Danny then witnessed the death of a close friend when he left that army to work as a private security contractor.

“The truck in front of him in his convoy was hit by an IED. The plastic doors of the truck sealed shut in the heat, and one of his team was shut inside. His friend screamed for Danny to get him out, but Danny could not break the window of the truck as it was bulletproof glass. He was forced to watch his friend burn inside the truck unable to help.”

In May 2008, Danny was diagnosed with Post-Traumatic Stress Disorder. Despite this he was hired by Armour Group and sent back to Iraq.

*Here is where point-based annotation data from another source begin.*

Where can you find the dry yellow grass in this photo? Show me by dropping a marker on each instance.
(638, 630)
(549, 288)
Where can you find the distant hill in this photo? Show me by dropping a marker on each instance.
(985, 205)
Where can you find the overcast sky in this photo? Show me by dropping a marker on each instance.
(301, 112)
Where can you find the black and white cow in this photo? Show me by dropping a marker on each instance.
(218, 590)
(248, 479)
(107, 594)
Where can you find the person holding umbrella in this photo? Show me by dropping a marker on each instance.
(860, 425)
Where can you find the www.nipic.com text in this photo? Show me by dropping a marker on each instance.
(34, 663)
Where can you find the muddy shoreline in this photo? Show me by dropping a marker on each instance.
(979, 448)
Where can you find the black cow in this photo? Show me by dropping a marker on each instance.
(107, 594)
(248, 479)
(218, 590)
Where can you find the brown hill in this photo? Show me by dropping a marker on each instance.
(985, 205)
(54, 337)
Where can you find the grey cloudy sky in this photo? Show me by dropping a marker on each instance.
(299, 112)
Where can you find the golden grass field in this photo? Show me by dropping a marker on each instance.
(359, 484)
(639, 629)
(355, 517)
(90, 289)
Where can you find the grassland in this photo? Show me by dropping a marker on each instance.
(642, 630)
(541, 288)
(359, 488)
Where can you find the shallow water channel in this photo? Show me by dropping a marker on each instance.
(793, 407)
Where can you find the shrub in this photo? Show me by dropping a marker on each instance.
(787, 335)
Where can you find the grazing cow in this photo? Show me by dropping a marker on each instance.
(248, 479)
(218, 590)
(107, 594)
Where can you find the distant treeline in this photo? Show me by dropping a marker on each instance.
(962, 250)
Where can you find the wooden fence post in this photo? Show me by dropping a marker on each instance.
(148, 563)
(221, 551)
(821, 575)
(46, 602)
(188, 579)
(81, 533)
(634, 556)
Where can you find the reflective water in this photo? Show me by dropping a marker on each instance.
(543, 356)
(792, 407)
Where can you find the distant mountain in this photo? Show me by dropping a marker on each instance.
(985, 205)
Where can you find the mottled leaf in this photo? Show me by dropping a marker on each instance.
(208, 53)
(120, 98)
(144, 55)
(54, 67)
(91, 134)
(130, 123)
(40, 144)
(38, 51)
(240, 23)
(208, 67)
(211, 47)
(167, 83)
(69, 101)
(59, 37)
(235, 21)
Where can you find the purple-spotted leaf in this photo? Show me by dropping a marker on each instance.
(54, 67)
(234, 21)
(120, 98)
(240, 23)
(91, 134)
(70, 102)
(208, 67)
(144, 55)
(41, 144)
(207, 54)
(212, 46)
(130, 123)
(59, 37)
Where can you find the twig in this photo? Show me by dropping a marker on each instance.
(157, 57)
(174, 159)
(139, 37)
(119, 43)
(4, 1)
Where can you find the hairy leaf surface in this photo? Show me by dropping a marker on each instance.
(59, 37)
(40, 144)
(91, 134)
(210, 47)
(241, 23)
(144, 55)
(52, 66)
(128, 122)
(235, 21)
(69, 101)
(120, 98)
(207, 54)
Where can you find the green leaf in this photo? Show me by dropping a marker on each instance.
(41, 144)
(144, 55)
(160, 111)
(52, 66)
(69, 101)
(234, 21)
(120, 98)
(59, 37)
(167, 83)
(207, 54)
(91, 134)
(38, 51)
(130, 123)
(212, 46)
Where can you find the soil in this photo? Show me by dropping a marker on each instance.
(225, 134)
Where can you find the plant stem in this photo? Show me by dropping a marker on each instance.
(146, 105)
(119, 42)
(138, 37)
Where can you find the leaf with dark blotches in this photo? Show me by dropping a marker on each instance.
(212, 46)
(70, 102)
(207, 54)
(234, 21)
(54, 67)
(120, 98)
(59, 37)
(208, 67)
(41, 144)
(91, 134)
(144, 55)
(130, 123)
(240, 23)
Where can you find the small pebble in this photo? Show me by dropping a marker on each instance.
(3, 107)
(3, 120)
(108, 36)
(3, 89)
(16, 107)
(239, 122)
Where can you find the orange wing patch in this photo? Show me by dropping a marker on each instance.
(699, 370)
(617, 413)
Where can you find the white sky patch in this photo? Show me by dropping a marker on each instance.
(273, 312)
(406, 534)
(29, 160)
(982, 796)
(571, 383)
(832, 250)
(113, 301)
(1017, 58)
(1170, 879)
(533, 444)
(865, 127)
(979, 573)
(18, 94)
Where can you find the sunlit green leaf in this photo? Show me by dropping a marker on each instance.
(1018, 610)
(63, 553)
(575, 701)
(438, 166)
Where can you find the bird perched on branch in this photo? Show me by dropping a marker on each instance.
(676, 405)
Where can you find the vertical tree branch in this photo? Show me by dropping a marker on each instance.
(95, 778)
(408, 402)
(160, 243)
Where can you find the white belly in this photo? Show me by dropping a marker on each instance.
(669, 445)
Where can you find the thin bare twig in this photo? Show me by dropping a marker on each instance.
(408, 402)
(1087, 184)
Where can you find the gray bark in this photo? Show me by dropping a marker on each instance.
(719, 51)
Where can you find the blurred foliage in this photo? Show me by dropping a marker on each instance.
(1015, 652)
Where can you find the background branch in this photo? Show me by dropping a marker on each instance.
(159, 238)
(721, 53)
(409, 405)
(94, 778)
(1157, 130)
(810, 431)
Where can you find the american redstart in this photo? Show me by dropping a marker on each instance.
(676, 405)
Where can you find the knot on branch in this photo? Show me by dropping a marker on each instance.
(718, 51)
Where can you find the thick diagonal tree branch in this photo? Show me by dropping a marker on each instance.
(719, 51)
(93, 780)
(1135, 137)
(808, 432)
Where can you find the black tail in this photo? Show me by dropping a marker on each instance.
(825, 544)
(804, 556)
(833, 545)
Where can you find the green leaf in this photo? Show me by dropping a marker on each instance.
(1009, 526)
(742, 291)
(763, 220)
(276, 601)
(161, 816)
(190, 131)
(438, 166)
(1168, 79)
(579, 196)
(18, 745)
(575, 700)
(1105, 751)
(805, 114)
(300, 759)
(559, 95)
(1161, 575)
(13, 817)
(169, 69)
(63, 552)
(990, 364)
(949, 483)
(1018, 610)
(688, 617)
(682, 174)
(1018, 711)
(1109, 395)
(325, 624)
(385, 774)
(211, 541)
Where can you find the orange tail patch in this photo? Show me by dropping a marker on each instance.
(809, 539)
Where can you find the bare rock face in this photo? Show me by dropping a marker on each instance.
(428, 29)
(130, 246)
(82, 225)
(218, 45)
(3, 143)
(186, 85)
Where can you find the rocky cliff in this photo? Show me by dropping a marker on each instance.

This despite Human Resources Director, Christopher Beese stating in September 2004:

“It seems extraordinary that the doorman of a night club […] may have to be vetted and licensed while the same man can be equipped with a rifle, an armoured vehicle and be engaged to protect diamond concessions for a foreign regime in a clear breach of the public interest and perhaps even in contravention of human rights [but he] needs no such regulation.”

Within 36 hours of his arrival, the incident took place which saw Danny’s colleagues Paul McGuigan and Darren Hoare die.

Armour Group was taken over by G4S which tried to wash its hands of Danny. They offered a payment of $75,000 towards his legal fees, nowhere near enough to fund a complex trial in which Danny was facing a death sentence.

The Iraqi court announced its verdict on 28 February 2011, finding Danny guilty of murder and sentencing him to life imprisonment. This sentence was upheld on appeal.